The Port of Plenty?

HOUSTON

If you live in Harris County, just look at your tax bill. You pay money every single year to support the Port of Houston. Is your investment being taken for granted?

This is Nova Scotia's famous Port of Halifax. If its entertaining spokesman, Lord Haligonian, was at Ryan Duffy's Steak House last September, he may have run into three top officials of our Port of Houston.

The chairman, Jim Edmonds, was there. So was president, Alec Dreyer. One long night of food and liquor -- almost $900. Of course, the Port paid for their spouses, too, even though port policy says commissioners should reimburse.

"The perfect example of unaccountability," Former Harris County Tax Assessor-Collector Paul Bettencourt said.

"Having that kind of dinner seemed to be small compensation for them volunteering their time," Dreyer said.

Volunteering because half a dozen government executives -- on your dime -- apparently needed help to land a Port convention here in 2014 for the historic 100-year anniversary of the Houston Ship Channel.

And why did it take six port officials to go anyway?

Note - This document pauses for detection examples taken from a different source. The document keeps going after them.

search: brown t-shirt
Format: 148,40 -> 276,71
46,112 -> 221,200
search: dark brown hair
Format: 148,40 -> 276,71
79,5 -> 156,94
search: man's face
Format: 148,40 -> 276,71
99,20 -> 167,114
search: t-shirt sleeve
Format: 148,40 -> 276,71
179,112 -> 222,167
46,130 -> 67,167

Registration at the convention totaled more than $8,000. Just one air fare -- $2,200. A hotel bill for another commissioner and his wife -- almost $1,600. You get the point.

We did notice Jim Edmonds' hotel bill in Halifax was nearly twice as big per night as everyone else's -- $400 a day. That's because he got to stay at the Haliburton, a historic boutique hotel.

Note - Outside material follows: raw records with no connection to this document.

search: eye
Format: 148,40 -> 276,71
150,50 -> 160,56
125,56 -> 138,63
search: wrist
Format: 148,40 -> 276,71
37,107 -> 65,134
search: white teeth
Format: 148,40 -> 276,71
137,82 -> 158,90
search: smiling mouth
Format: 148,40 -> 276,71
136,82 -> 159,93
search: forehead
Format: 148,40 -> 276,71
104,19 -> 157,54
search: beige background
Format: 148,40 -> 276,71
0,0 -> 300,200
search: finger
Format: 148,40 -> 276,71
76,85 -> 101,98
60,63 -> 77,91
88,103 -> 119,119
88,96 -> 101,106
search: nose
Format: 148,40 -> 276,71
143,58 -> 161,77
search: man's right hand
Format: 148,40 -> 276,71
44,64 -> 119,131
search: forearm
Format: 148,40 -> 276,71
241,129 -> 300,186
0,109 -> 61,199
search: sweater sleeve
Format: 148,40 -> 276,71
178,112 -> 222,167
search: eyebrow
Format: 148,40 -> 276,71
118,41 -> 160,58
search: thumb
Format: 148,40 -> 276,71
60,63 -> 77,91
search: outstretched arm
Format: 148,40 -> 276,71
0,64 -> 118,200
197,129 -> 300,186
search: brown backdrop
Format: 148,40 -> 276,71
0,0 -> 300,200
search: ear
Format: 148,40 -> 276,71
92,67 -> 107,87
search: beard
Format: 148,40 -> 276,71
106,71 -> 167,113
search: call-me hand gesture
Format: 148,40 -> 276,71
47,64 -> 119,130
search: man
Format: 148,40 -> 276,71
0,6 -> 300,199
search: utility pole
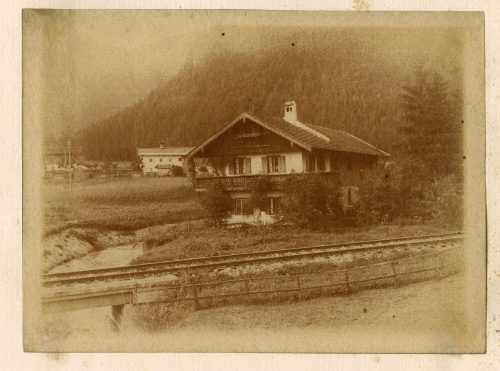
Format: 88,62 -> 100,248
68,139 -> 73,195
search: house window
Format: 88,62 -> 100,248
229,157 -> 252,174
306,155 -> 316,172
318,155 -> 325,171
330,157 -> 337,173
234,198 -> 252,215
268,197 -> 280,215
262,156 -> 286,174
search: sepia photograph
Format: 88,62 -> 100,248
22,8 -> 487,353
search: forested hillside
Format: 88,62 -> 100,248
78,32 -> 460,160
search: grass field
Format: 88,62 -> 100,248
43,177 -> 204,234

Edmonds spent $8,000 for a single plane ticket to Paris, France, supposedly to make a speech. The other 16 days of the trip -- vacation time.

Edmonds had been to Europe just weeks before. This time, the International Port Conference in Genoa, Italy. Christopher Columbus was born there.

Three port commissioners had to go -- more first-class travel. One staff member had an entertainment bill of nearly $3,000 in three nights.

Dinners and drinks for some of the port big wigs are between $700 and $1,100 a night, plus more bar bills.

By the way, commissioners don't have to fill out their own expense reports. But we did learn that we paid for the spouses' entertainment again. Guess it was more of that volunteering.

"They can spend it whatever way they want to," Bettencourt said.

We found plane tickets to London for two PHA execs last December -- $7, 500 apiece. And that's before gas prices went crazy. The Port pays a travel agent $35 a ticket to book every single flight, so it can get those really good fares. When you look at the bills, you can tell.

The New York trade week...

"I'm not familiar with all those individual charges," Dreyer said.

One day entertainment $2,512. The next day -- $1,857 more. That sounds like party money well spent.

"I had difficulty in understanding how it was yielding the kind of benefits that we hoping that meeting would have," Dreyer said.

A suite for just one night at this year's rodeo for the port execs and a few clients cost $3,250, about the cost of average Port tax bill for 150 Houston families.

There is an ancient state law that lets Ports spend part of their revenues on promotion and development. Of course, if they spend it wisely then maybe they wouldn't need so much our tax money.

"What the public needs to understand is this law makes the Port effectively, completely unaccountable to anyone," Bettencourt said.

And the Port president says they've cut administrative expenses by eight percent in the last two years. Just imagine how they used to spend their money.